10-09-2015 04:40 PM
11-10-2015 03:54 PM
First of all, thank you for your interest in SAS community and SAS product. My name is Jason Xin, solution architect working at SAS mainly focused on analytics area.
Your treatment of imputing missing values with zeros on those, I would call, spending categories where non-zeros values are populated sparsely is proper from pure technique standpoint. And to the truth, because they did not spend.
Several ideas I like to share.
1. Try to create set of Boolean indicators 1= if the spending is >0. 0=otherwise. Often the flags are more predictive than interval scales. Depending on specific cases, pay more attention to univariate correlation of such binary flags to the target variables. Some binary flags could be all of sudden so 'relevant' to the target that other variables are blocked from accessing the target.
2. Explore the possbilities to combine the individual sparsely spent categories. Sometimes the population % is low due to the modeler breaking down the categories too much. Try to 'prune' back the categories a bit. You can try the same with the Boolean indicators. You can be pretty creative engaging AND , OR in this exercises.
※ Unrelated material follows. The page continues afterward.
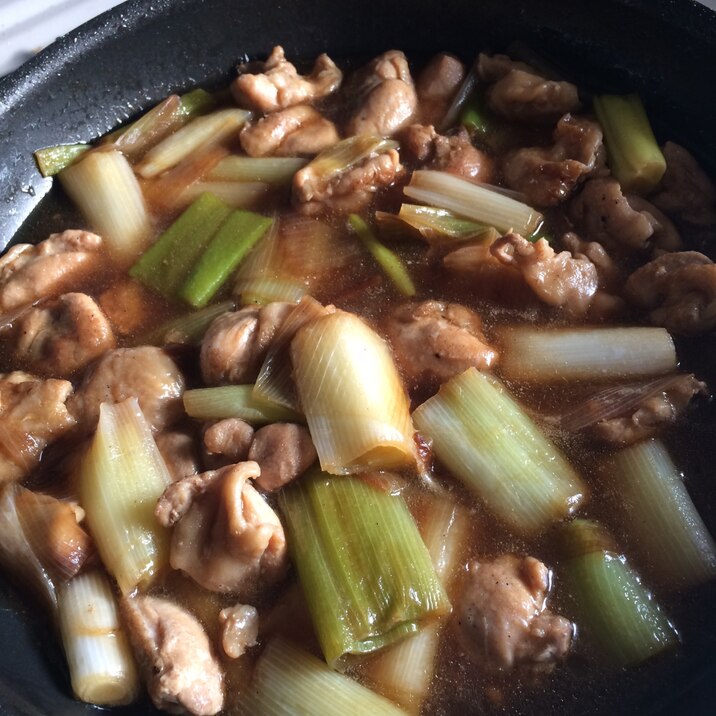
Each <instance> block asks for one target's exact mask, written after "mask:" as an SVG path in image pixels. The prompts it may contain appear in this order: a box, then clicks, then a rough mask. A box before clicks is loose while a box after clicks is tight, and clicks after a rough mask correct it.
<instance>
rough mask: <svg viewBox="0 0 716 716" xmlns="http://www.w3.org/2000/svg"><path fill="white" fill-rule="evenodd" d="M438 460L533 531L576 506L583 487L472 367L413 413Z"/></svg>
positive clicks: (417, 425) (477, 492)
mask: <svg viewBox="0 0 716 716" xmlns="http://www.w3.org/2000/svg"><path fill="white" fill-rule="evenodd" d="M413 420H414V422H415V426H416V427H417V428H418V430H420V431H421V432H422V433H423V434H424V435H425V436H426V437H427V438H430V439H431V440H432V441H433V450H434V452H435V454H436V455H437V457H438V458H439V459H440V461H441V462H442V463H443V464H444V465H445V466H446V467H447V468H448V469H449V470H450V472H451V473H452V474H453V475H455V477H457V478H458V479H459V480H461V481H462V482H463V483H464V484H465V486H466V487H468V488H469V489H470V490H472V491H473V492H474V493H475V494H476V495H477V497H478V498H480V499H481V500H482V501H483V502H484V504H485V505H486V506H487V507H488V509H489V510H490V511H491V512H493V513H494V514H495V515H496V516H497V517H498V518H499V519H501V520H502V521H503V522H505V523H506V524H508V525H509V526H510V527H511V528H512V529H513V530H514V531H516V532H518V533H520V534H535V533H538V532H541V531H543V530H544V529H546V528H547V527H549V526H550V525H551V524H554V523H555V522H558V521H559V520H561V519H564V518H565V517H567V516H568V515H569V514H571V513H572V512H574V511H575V510H576V509H577V507H578V506H579V505H580V503H581V502H582V501H583V499H584V496H585V493H586V489H585V486H584V485H583V483H582V481H581V479H580V478H579V477H578V475H577V474H576V473H575V471H574V470H573V468H572V467H571V465H570V464H569V463H568V462H567V461H566V459H565V458H564V457H563V456H562V455H561V453H560V452H559V451H558V450H557V448H556V447H555V446H554V445H552V444H551V443H550V441H549V440H547V438H546V437H545V436H544V435H542V433H541V432H540V430H539V429H538V428H537V426H536V425H535V424H534V423H533V422H532V421H531V420H530V418H529V417H528V416H527V415H526V413H525V412H524V411H523V409H522V408H521V407H520V406H519V405H518V404H517V403H516V402H515V401H514V400H513V399H512V398H511V397H510V395H509V394H508V392H507V390H506V389H505V387H504V386H503V385H502V384H501V383H500V382H499V381H498V380H496V379H495V378H492V377H488V376H486V375H484V374H482V373H480V372H478V371H477V370H476V369H475V368H470V369H468V370H467V371H465V372H464V373H462V374H460V375H458V376H455V377H454V378H452V379H451V380H449V381H448V382H447V383H444V384H443V385H442V387H441V388H440V391H439V392H438V394H437V395H435V396H433V397H432V398H430V399H429V400H427V401H426V402H425V403H423V404H422V405H420V406H419V407H418V408H417V410H415V412H414V413H413Z"/></svg>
3. I know you are building logistic regression models. If you have access to decision trees, test the raw (not imputed) variables with the decision trees. Get some ideas about their informativeness before your imputation. This could be done in parallel to or before 1 and 2 above: sometimes combining with the raw variables as they are make more sense, especially if you need to explain your practice end biz users. Sometimes combining with only the 'siginficant' or informative makes more sense.